A Canadian architect has come to New Zealand this week rooting for the use of building designs with a "feel good" factor.
Farrow Partnership Architects senior partner Tye Farrow, an expert in the use of wood-rich architecture, has designed some of the largest public hospitals in Canada.
Identified by the World Congress on Design and Health as a "global leader" in health design, he believed wood was an under-used product in the construction of commercial-sized buildings.
Architecture which makes people feel well was based on a simple idea called salutogenesis, he said.
"Salutogenesis talks about true health, not healthcare, what makes you healthy and what causes health.

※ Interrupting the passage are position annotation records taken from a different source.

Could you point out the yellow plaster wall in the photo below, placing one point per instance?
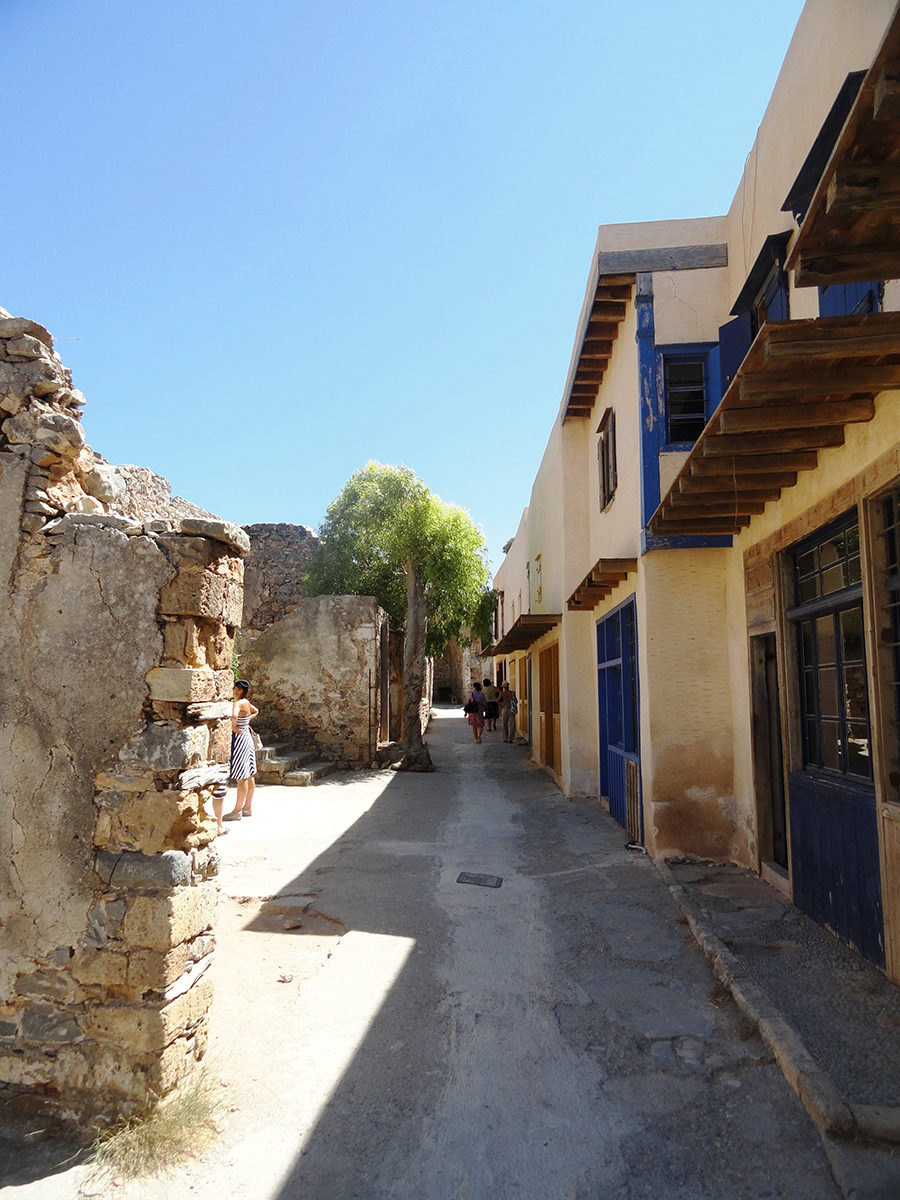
(689, 306)
(687, 732)
(832, 39)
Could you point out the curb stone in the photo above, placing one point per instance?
(862, 1171)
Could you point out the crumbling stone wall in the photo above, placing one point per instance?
(274, 574)
(115, 643)
(317, 677)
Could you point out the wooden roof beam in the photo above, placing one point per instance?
(738, 445)
(837, 379)
(796, 417)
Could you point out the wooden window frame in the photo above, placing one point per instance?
(606, 459)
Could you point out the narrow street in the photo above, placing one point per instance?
(383, 1030)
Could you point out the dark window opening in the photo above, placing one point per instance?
(828, 617)
(606, 457)
(685, 383)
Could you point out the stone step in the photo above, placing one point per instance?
(273, 771)
(307, 775)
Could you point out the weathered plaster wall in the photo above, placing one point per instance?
(115, 640)
(316, 677)
(274, 574)
(687, 733)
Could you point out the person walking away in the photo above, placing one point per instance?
(509, 708)
(244, 756)
(492, 709)
(477, 719)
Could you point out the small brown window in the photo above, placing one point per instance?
(606, 457)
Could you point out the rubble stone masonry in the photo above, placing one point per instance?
(115, 649)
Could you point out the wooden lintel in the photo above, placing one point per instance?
(672, 526)
(606, 310)
(681, 508)
(887, 93)
(834, 381)
(748, 444)
(777, 463)
(796, 417)
(864, 262)
(802, 347)
(763, 489)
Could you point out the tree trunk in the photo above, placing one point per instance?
(415, 756)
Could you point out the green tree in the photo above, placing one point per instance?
(388, 535)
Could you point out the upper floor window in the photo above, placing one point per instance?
(687, 389)
(846, 299)
(606, 456)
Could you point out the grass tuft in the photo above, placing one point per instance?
(177, 1129)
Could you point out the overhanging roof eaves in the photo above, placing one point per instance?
(526, 631)
(801, 383)
(600, 581)
(851, 232)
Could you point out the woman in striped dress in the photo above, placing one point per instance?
(244, 756)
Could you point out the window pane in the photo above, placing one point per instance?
(852, 635)
(825, 640)
(833, 579)
(807, 643)
(858, 757)
(811, 747)
(828, 691)
(831, 748)
(684, 371)
(855, 699)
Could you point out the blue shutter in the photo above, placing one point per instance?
(735, 339)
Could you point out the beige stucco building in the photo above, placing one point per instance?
(701, 606)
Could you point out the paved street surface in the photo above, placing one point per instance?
(384, 1031)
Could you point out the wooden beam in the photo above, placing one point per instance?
(887, 93)
(673, 527)
(817, 265)
(762, 489)
(807, 381)
(796, 417)
(778, 463)
(747, 444)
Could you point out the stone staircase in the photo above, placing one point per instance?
(282, 763)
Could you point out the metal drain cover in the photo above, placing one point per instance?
(481, 881)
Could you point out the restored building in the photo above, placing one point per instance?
(701, 607)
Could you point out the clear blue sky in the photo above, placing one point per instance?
(276, 240)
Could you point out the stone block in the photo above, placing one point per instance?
(166, 921)
(161, 748)
(219, 531)
(147, 1029)
(103, 921)
(101, 967)
(210, 711)
(181, 684)
(148, 821)
(144, 873)
(195, 593)
(17, 327)
(42, 1023)
(25, 347)
(103, 483)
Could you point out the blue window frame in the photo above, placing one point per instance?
(845, 299)
(687, 394)
(828, 618)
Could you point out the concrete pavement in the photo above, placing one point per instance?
(384, 1031)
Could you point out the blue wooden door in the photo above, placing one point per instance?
(834, 837)
(619, 718)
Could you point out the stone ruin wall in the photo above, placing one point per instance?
(316, 677)
(115, 642)
(274, 574)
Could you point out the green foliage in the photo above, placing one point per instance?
(385, 522)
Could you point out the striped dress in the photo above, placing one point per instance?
(244, 756)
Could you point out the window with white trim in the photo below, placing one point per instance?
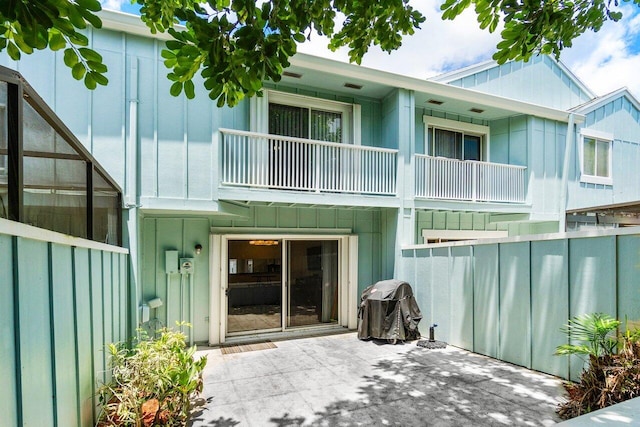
(596, 157)
(311, 118)
(455, 140)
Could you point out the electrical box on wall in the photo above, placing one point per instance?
(171, 262)
(186, 265)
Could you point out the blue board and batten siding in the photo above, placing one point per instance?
(160, 234)
(509, 299)
(54, 301)
(541, 81)
(176, 139)
(620, 118)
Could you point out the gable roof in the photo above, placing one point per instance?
(599, 101)
(330, 74)
(470, 70)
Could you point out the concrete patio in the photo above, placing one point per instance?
(339, 380)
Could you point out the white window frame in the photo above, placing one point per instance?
(598, 136)
(456, 126)
(351, 113)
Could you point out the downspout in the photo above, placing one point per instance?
(568, 149)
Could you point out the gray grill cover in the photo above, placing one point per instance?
(389, 311)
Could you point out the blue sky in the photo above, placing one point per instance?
(604, 61)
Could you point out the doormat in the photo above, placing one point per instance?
(241, 348)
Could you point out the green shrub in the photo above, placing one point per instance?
(613, 373)
(152, 383)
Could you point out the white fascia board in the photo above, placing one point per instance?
(487, 65)
(463, 72)
(129, 23)
(605, 99)
(573, 77)
(132, 24)
(430, 87)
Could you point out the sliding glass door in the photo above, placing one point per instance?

"It is the concept that, depending on how you saw or framed the environment around you and your body, the chemicals within it would either create comfort or stress."
Farrow said his company tried to recreate notions of hospital design, citing traditional hospitals where "form follows function". "Often they haven't been the most inspiring place to go to, either to heal or work.
"So the question was, how could you begin to create a healing environment or a working environment that in fact makes you feel good and helps with the healing process?"
Talking with families and hospital patients in Europe had helped Farrow's company identify the need for more natural products in hospitals.
"One lady we connected with said, ‘I just want to see something that is alive'.
"So we started working in wood and began to discover it was extraordinary because people really started to radiate and connect to it."
He said people assumed engineered timber was more expensive to use than products such as steel and concrete.
Canada's Ministry of Health only awarded Farrow the contracts to build various healthcare facilities once he had convinced them of wood's economic worth, however.
"We did a full cost and comparison with another hospital being built, and we were slightly below the average cost."